Sentir pena dos culpados é trair os inocentes (Ayn Rand)
O meu olhar
deteve-se nesta frase que surgiu no mural do meu Facebook e fez-me pensar sobre
ela. Pensar sobre algo que é dito fora do seu contexto pode ser perigoso,
porque corre-se o risco de o seu sentido original poder ser subvertido. Ainda
assim, a frase é forte para que se passe sobre ela sem refletir.
Primeiro, quis
saber a quem pertencia a autoria e, depois, chegar um pouco mais à pessoa. Ayn
Rand foi uma escritora e filósofa norte-americana de origem judaico-russa,
conhecida pelo sistema filosófico designado de Objetivismo e pelos seus
romances. Nasceu em 1905, em S. Petersburgo e morreu em 1982, em Nova Iorque.

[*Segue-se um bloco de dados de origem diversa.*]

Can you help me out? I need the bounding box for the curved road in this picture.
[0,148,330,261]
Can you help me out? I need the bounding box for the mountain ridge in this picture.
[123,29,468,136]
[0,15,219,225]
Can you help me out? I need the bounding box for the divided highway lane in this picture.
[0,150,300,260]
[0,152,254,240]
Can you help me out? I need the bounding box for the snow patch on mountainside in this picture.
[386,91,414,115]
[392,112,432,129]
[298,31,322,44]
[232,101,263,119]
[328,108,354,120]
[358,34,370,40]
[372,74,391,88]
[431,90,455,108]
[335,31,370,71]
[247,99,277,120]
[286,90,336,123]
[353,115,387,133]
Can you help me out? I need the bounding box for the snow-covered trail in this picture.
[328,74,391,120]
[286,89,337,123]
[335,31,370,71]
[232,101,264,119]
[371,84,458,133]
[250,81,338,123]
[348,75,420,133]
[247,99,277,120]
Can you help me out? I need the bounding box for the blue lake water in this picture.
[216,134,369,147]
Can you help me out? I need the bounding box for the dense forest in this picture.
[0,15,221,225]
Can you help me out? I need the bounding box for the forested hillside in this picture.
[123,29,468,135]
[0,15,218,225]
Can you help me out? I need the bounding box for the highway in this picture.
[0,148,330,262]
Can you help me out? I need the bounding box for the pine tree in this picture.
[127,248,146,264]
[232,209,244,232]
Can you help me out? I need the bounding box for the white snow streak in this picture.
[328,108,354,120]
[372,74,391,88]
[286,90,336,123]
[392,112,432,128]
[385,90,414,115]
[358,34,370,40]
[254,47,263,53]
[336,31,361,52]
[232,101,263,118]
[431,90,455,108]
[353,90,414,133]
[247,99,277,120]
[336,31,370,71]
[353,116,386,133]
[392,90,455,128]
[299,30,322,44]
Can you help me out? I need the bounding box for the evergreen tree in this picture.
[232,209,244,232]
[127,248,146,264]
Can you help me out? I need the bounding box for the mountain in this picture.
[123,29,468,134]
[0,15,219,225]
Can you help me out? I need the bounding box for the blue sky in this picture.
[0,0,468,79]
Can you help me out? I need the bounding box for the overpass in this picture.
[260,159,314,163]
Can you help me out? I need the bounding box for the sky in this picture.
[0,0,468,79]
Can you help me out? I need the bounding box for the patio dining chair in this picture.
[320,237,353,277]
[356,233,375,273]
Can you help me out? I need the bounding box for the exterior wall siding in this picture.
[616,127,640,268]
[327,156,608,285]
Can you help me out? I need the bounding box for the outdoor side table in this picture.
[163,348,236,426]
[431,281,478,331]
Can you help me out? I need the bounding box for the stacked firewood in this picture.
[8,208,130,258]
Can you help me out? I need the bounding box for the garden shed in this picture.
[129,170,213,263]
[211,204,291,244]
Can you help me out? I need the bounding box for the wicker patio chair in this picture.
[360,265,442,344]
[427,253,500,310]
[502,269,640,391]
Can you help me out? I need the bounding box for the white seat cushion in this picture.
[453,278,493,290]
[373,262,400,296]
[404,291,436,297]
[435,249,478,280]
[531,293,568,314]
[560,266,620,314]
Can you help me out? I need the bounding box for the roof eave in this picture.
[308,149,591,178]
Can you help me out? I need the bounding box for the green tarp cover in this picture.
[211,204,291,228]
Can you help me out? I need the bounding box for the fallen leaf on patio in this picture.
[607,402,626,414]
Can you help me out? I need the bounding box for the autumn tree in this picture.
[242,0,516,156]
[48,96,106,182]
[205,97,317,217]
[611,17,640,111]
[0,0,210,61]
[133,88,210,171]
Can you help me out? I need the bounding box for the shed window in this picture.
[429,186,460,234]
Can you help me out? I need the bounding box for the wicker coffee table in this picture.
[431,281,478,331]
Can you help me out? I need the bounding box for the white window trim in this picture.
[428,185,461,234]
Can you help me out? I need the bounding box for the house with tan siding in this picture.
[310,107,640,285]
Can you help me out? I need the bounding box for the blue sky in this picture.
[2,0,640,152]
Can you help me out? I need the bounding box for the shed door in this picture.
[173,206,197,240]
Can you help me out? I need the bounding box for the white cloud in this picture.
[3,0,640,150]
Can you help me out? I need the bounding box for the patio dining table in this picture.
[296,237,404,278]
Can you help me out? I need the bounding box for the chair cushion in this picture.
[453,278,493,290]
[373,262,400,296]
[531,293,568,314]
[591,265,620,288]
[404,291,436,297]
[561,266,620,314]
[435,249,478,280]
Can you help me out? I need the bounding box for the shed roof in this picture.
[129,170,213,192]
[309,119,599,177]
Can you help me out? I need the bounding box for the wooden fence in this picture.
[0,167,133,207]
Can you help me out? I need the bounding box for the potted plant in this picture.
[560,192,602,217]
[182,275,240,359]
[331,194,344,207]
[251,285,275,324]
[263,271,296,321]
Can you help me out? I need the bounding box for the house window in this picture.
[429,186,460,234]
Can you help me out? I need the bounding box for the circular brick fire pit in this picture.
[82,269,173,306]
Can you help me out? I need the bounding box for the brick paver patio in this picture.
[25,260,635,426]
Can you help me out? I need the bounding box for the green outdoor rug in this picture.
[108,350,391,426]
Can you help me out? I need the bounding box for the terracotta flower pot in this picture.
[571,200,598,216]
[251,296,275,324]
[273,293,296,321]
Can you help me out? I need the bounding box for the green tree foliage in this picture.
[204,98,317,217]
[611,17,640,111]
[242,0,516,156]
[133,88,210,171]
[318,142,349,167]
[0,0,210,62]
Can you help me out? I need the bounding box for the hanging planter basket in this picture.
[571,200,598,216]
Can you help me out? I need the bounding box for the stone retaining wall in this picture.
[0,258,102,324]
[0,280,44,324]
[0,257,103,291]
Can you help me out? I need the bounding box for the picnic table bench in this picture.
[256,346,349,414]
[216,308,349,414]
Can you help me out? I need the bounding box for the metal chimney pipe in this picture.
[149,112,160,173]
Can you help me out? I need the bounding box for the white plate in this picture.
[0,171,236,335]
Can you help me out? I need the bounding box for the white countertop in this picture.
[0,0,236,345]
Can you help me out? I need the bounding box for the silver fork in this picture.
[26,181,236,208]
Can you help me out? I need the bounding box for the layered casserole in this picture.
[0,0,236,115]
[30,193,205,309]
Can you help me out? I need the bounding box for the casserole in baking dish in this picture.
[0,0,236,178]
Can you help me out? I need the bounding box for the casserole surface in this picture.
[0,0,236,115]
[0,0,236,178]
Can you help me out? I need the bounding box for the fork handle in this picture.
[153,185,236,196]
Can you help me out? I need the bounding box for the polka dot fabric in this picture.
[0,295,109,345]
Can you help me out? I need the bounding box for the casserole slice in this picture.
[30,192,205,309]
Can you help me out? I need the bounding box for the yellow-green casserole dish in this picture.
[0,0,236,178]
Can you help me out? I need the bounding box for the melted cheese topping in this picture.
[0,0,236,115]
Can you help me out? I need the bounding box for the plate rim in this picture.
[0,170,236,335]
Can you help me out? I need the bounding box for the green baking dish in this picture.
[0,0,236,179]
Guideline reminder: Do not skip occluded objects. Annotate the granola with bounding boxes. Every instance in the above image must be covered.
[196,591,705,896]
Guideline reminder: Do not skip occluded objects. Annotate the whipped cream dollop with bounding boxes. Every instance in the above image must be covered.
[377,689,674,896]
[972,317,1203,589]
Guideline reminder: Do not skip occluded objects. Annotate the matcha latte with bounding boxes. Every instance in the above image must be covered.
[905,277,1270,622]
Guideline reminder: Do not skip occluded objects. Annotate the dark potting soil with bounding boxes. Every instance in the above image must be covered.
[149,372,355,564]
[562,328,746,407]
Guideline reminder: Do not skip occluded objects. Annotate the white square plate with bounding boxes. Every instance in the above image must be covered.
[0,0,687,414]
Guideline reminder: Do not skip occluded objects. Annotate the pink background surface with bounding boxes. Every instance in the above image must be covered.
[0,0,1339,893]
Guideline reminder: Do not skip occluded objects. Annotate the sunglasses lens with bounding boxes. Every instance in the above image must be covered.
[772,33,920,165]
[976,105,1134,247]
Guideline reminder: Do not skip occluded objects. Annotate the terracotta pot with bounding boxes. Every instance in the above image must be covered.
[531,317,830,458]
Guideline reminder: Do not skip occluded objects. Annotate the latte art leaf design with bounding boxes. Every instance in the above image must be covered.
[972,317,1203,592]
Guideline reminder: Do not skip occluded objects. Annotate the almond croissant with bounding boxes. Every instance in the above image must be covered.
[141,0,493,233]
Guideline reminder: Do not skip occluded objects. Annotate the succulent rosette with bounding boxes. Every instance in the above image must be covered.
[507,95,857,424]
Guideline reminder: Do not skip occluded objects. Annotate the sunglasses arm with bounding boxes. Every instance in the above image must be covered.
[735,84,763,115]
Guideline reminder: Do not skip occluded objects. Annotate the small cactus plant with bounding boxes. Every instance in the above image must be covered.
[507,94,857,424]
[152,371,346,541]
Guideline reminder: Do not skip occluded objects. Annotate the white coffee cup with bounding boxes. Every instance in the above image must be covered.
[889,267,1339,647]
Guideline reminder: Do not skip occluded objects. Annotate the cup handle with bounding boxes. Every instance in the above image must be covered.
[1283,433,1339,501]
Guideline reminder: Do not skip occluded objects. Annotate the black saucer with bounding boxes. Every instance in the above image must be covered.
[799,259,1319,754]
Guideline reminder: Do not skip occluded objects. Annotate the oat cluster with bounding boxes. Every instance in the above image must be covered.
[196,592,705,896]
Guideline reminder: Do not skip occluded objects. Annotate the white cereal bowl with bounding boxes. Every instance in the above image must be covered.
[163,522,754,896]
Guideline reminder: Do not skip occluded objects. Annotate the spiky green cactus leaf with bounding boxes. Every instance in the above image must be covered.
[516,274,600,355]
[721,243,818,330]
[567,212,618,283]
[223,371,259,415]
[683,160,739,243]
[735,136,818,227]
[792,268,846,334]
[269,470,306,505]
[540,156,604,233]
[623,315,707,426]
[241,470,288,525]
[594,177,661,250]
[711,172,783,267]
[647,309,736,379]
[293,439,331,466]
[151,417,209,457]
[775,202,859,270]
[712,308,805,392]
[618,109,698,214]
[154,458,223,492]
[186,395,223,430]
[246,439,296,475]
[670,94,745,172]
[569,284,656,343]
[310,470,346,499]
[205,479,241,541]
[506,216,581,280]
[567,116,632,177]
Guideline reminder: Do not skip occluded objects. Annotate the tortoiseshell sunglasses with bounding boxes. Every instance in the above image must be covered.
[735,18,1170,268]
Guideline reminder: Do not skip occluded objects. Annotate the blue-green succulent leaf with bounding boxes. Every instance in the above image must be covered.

Opunha-se ao coletivismo, ao estatismo e ao anarquismo, defendendo os direitos
individuais, incluindo os direitos de propriedade, constituindo uma influência
para os liberais e conservadores americanos.
A frase é
dura e eu não concordo com ela. Sentir pena dos culpados (partindo do pressuposto
de que o são efetivamente) é sinal de que ainda resta humanidade em nós. Sentir
compaixão pelo culpado pode significar que se lamenta o facto de ele não dispor
de ferramentas internas que o impeçam de agir mal. Essa pena é o que permite
que haja lucidez para não se agir com o culpado usando da mesma vileza, garantindo
a nossa integridade. É o que evita o “olho por olho e dente por dente” e a
escalada da violência. Não se responde a um ato bárbaro com réplica igual.
Não pude
deixar de pensar no conflito israelo-palestiniano, onde só há lideranças culpadas
e cidadãos inocentes, em ambos os lados. Desta forma, a argumentação que vou
lendo nas opiniões polarizadas relativamente ao conflito não é sustentável e só
o amplia. Retroceder historicamente e dizer-se que quando o Estado de Israel
foi criado, já existia a Palestina com palestinianos ou que já no tempo de
Jesus aquele lugar era designado de Palestina pode ser verdadeiro, mas não
resolve nada, porque mesmo nessa altura, independentemente do nome, conviviam muçulmanos,
judeus e até cristãos, portanto, a Palestina será terra de todos sem que uns se
queiram impor aos outros. Então, quando se alega que se é para retroceder
historicamente, também Portugal seria território de muçulmanos, acusando os
outros de desconhecimento histórico, eu não posso deixar de me interrogar se
essas pessoas saberão que antes dos muçulmanos estiveram os celtas, os iberos,
os romanos, os suevos e visigodos, tudo antes da invasão muçulmana, em 711.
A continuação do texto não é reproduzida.